В их поселке часы словно остановились где-то в девяностых. Жизнь текла медленно, как густой мед по краю банки — вязко, предсказуемо, с редкими всплесками событий. Александр и Мария знали друг друга с самого детства, но только три года назад, после армии, они вдруг увидели друг друга совсем иными глазами.
Холодный ветер с моря трепал волосы Марии, пока она ждала Александра на скамейке у причала. Он задерживался, как обычно. Сегодня должен был сказать: едет или остается. Она помнила, как в прошлом месяце он ворвался к ней в магазин с горящими глазами — на маяке нужен смотритель, предлагают контракт на год, зарплата втрое больше, чем здесь на судоремонтном заводе.
— И это не просто работа, Маш, — говорил он тогда, — это шанс. Накопим, снимем квартиру в городе. Хватит жить с родителями.
Мария улыбнулась, вспоминая его горящие глаза.
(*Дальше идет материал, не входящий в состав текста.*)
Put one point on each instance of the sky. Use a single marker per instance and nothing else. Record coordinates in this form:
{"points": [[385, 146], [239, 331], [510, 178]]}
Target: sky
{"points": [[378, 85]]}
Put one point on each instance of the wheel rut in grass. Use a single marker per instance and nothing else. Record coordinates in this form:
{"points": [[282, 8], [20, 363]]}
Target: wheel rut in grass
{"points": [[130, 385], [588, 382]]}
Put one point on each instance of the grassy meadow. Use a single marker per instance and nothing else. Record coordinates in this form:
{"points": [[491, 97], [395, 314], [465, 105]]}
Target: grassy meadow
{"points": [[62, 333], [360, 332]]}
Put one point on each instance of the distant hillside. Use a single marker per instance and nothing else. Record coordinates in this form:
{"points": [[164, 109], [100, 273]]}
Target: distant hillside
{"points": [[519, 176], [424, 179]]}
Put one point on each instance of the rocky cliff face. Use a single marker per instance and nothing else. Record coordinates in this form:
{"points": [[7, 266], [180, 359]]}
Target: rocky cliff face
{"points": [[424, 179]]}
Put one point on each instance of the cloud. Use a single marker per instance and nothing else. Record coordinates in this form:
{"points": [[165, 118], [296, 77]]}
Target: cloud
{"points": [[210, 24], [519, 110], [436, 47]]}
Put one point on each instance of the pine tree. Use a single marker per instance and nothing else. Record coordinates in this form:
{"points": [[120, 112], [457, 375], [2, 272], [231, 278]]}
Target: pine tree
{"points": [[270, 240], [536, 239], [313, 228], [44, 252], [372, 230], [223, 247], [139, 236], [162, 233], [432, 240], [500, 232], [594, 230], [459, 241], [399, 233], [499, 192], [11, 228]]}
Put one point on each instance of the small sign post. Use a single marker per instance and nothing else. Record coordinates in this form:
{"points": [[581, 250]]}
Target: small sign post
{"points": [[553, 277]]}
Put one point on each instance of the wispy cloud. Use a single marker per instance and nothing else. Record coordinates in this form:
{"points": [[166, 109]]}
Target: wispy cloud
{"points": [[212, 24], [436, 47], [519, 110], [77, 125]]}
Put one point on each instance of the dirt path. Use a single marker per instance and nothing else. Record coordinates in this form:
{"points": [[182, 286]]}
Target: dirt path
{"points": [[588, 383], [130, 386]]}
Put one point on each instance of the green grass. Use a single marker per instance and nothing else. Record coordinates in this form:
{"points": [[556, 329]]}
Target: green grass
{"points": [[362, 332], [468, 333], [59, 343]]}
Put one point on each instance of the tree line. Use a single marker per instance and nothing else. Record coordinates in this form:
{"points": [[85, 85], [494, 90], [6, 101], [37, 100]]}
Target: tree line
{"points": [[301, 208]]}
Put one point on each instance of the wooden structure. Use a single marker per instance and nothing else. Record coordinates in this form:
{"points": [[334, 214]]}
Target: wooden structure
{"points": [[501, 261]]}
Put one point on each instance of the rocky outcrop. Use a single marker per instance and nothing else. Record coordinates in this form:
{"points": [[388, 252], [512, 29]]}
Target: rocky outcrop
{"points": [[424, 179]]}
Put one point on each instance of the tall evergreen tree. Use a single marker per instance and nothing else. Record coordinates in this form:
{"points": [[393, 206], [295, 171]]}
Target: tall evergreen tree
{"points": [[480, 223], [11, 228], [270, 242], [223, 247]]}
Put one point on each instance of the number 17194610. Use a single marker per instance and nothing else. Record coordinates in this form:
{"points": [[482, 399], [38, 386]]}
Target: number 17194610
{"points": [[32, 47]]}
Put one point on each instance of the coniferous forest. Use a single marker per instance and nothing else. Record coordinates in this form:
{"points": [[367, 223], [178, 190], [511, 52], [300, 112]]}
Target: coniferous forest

Старый причал поскрипывал от усиливающегося ветра. Волны уже начали лизать деревянные сваи, оставляя на них мокрые следы.
— Привет, — его голос заставил ее вздрогнуть, — извини, что опоздал.
Александр опустился рядом, обжигая щеку холодным после ветра поцелуем. Они помолчали, глядя на беспокойную водную гладь.
— Мать устроила истерику, — наконец проговорил он. — Говорит, я сумасшедший, если решу уехать. Говорит, ты не дождешься.
Мария посмотрела на его профиль — острый, с плотно сжатыми губами.
— И что ты решил?
— Я еду, — он повернулся к ней. — Это шанс, Маша. Год пролетит быстро. Я буду приезжать, когда смогу — раз в месяц обещают замену присылать на пару дней.
— Раз в месяц, — эхом отозвалась Мария, чувствуя, как что-то холодное скручивается внутри.
— Я люблю тебя, — он взял ее за руку. — Этот год поможет нам встать на ноги. А потом мы будем только вместе.
Она кивнула, сглатывая комок в горле.
— Когда?
— Завтра, — он отвел глаза.
Ветер усилился, бросая в лицо колючие капли морской воды. Или это были слезы? Мария не могла разобрать.
Татьяна Ивановна застыла у кухонного окна с чашкой остывшего чая, наблюдая, как дочь прощается с Александром у калитки. Они стояли, тесно прижавшись друг к другу, и казалось, что их не разорвать.
— Смотрительница выискалась, — процедила она. — Нашла за кого держаться.
Муж что-то буркнул из гостиной, не отрываясь от телевизора. Он давно научился не встревать в разговоры жены о дочери.
— Только-только стало получаться у девочки, — продолжала Татьяна Ивановна, — бухгалтерские курсы заканчивает, в район хотела устроиться. А теперь что? Год собаку эту ждать? У Кати Варламовой, между прочим, сын в банке работает. Не мальчик — золото. А он на нее давно заглядывается.
Она отошла от окна, нервно отхлебнув холодный чай, поморщилась от его горечи.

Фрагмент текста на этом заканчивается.